猫と飼い主の韓流ラブストーリー? 韓国で一番有名な猫エッセイ『しあわせはノラネコが連れてくる』を読んで
「私たち縁があるみたいだから、もう一緒に暮らしませんか」
ある女性からの逆プロポーズ。素敵な愛の言葉は寝ている彼の耳に届いたのだろうか。読み終えたとき、この本はラブストーリーだと思った。韓国の済州島で一匹の雄猫とひとりの女性が出会うところから、その物語は始まる。
自らを平凡と自覚している主人公のシナさん。彼女は大学を一度やめ、違う大学に入り直した。大学を二回もやめられないというプレッシャーからなんとか卒業までこぎ着けたものの、親の希望に沿って選んだ専攻は苦痛だった。〈誰も自分のことを知らない土地に行きたくて、リュックひとつで逃げるようにやってきた済州島で、ヒックと出会った。〉済州島で出会った年上の女性、ハンコピーさんが営むゲストハウスで住み込みで働いていたときに、真っ白な猫と出会う。その猫こそが彼女が後にプロポーズするヒックだった。やりたいことも夢もなかった女性が、ヒックとの出会いで少しずつ生きがいを見出していく。
ゲストハウスからの独り立ちを決意したシナさんだったが、物件を見つけるのは容易ではなかった。韓国では未だに女性はこうあるべき、という昔ながらの思想が根強く、心無い言葉を投げかけられることもしばしば。もうだめかも、と落ち込んでいた時にたまたま空きが見つかり、とんとん拍子に物件が決まった。まるでヒックが魔法をかけてくれたかのように。
トイレ用の砂だけでいくつも種類があること、トリミングの際はしっぽだけ残してあげないといけないこと、門扉の隙間から脱出しようとするので鉄格子を増やすために工事をしたこと。猫を飼ったことのない私には読みながら驚きの連続だった。生き物を飼うには知識と覚悟、そして充分なお金が必要なことを改めて理解する。
出会ったばかりのヒックは骨が透けるほど瘦せていたが、周りの人たちの助けもあってふくふくの猫になっていく。ヒックがだんだんとまんまるになっていくにつれて幸せも一緒に膨らんでいく。ほとんど全ての見開きに掲載されたヒックの写真。リラックスした表情のヒックを見ると、父さん(シナさんはヒックの父さんを名乗っている)のことを心から信頼していることが伝わってくる。

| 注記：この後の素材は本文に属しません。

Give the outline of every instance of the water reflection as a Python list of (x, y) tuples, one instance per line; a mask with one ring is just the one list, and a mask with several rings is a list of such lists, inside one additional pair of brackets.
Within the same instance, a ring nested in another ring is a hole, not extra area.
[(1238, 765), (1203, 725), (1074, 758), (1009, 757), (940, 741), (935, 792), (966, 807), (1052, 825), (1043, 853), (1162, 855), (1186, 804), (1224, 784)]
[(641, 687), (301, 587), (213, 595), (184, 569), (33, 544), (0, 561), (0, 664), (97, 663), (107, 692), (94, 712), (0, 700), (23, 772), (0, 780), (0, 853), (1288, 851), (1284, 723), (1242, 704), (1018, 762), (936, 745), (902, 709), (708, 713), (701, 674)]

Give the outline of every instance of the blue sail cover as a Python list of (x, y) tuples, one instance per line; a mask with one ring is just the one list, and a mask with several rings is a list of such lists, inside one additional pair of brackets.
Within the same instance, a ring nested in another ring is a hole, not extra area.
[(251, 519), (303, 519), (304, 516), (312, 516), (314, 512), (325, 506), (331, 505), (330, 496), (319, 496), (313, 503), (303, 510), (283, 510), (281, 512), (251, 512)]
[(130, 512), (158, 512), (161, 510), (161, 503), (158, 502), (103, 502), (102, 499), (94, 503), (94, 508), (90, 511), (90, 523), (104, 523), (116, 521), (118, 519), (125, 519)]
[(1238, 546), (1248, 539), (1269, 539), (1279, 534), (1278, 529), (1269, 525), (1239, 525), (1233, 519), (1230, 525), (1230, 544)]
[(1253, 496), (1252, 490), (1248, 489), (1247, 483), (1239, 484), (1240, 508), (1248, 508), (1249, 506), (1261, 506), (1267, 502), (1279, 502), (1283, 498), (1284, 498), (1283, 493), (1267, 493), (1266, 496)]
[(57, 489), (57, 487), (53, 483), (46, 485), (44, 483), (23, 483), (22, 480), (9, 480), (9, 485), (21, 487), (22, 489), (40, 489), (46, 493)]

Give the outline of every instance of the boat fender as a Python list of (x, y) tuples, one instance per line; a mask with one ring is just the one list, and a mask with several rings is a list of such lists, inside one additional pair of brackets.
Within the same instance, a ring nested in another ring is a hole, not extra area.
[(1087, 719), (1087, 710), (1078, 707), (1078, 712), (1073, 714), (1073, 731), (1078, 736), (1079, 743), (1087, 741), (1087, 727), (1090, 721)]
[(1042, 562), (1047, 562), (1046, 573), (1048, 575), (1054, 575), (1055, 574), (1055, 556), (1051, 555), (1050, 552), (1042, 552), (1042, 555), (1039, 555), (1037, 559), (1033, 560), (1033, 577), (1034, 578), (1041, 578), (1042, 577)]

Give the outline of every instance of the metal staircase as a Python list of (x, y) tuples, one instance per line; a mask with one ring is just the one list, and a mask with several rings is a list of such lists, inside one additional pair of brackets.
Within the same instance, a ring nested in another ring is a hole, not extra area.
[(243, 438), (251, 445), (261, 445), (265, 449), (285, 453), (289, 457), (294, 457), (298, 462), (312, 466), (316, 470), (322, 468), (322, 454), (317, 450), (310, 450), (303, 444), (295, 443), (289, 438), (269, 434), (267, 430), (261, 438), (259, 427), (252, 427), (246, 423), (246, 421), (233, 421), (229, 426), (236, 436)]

父さんはヒックのためなら手間とお金を惜しまない。ボロボロだった網戸(7ヶ所)をDIYで付け替えたり、家を空けたときにいつでも様子が見られるようにペットモニターを付けたり、猫関連の書籍を読み漁ったり、夢もやりたいこともなかったシナさんがヒックのためにどんどん行動的になっていく。
猫を飼ったことがないとどうしてもイメージが固まってしまいがちだが、ヒックはさみしがりやだしシャワーを嫌がらないし(ドライヤーは嫌がるけど)猫を飼ったことがない人間が思い描く猫とかなり異なる。猫とはこういうものだという前提で話が進むのではなく、あくまでもヒックはこういう子で、一匹いっぴきにちゃんと個性があるのだという語り口がとてもいい。